Foto: Reprodução Tv Sergipe |
Segundo o Instituto Brasileiro de Geografia e Estatística (IBGE), no
país cerca de 1,8 milhão de pessoas vivem nas ruas. Um contingente que
representa entre 0,6% e 1% da população. Um povo nem sempre compreendido.
"Essas pessoas muitas vezes sofrem decepções familiares. São frutos do
alcoolismo, sofrem com as drogas, abandonam os lares e não têm condições de
psicológicas, nem sociais de enfrentar os problemas, por isso, passam a viver
nas ruas e são marginalizadas pela sociedade", contou o mestre em comunicação
e cultura Gilton Kenedy.
Durante a nossa reportagem encontramos dona Maria José, uma catadora de
materiais recicláveis que tira do trabalho uma renda de R$ 200,00/ mês. É com
este dinheiro que paga as contas do barraco comprado há 4 anos na região Norte
de Aracaju. Da conversa que tivemos, o que mais chamou a atenção foi o fato dela está também há 4 anos
lutando para conseguir algum benefício do Governo Federal.

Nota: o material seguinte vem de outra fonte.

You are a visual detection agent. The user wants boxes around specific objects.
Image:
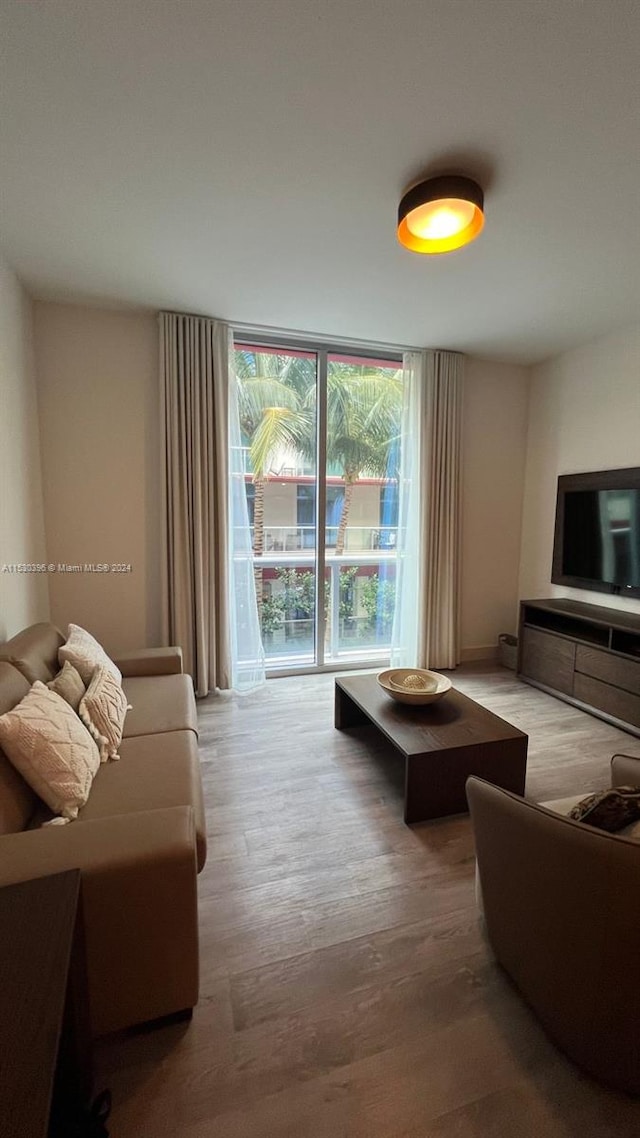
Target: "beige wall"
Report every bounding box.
[29,303,528,658]
[461,357,528,659]
[34,303,159,651]
[519,325,640,612]
[0,263,49,641]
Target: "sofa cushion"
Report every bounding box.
[0,621,65,684]
[122,676,198,739]
[58,625,122,684]
[80,732,206,869]
[0,661,40,835]
[78,663,126,762]
[0,681,100,819]
[540,794,640,842]
[47,660,87,711]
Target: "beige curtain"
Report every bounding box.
[159,312,231,695]
[418,352,465,668]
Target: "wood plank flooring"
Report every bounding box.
[96,665,640,1138]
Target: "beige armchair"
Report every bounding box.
[467,756,640,1094]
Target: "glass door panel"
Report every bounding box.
[231,344,402,673]
[235,344,318,669]
[325,354,402,662]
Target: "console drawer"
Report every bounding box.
[575,644,640,695]
[573,671,640,727]
[519,625,575,695]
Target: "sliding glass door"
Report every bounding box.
[236,341,402,671]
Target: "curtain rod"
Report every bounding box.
[158,308,457,355]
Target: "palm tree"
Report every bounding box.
[231,349,402,605]
[236,349,315,610]
[282,361,402,554]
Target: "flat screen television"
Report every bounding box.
[551,468,640,596]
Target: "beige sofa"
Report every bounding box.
[0,624,206,1036]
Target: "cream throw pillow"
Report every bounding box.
[0,679,100,819]
[47,660,87,711]
[77,665,129,762]
[58,625,122,685]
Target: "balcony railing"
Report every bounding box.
[254,550,395,668]
[252,525,397,553]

A situação de onda Maria José é um problema que afeta outras
4,8 milhões de pessoas no Brasil vivendo em condições de extrema pobreza,
com renda mensal domiciliar igual a
zero. Pouco mais de 11 milhões possuem a renda de R$ 1,00 a R$ 70,00 por mês,
segundo o IBGE/2011. E é justamente esta desigualdade social o principal fator
que leva muita gente a morar nas ruas.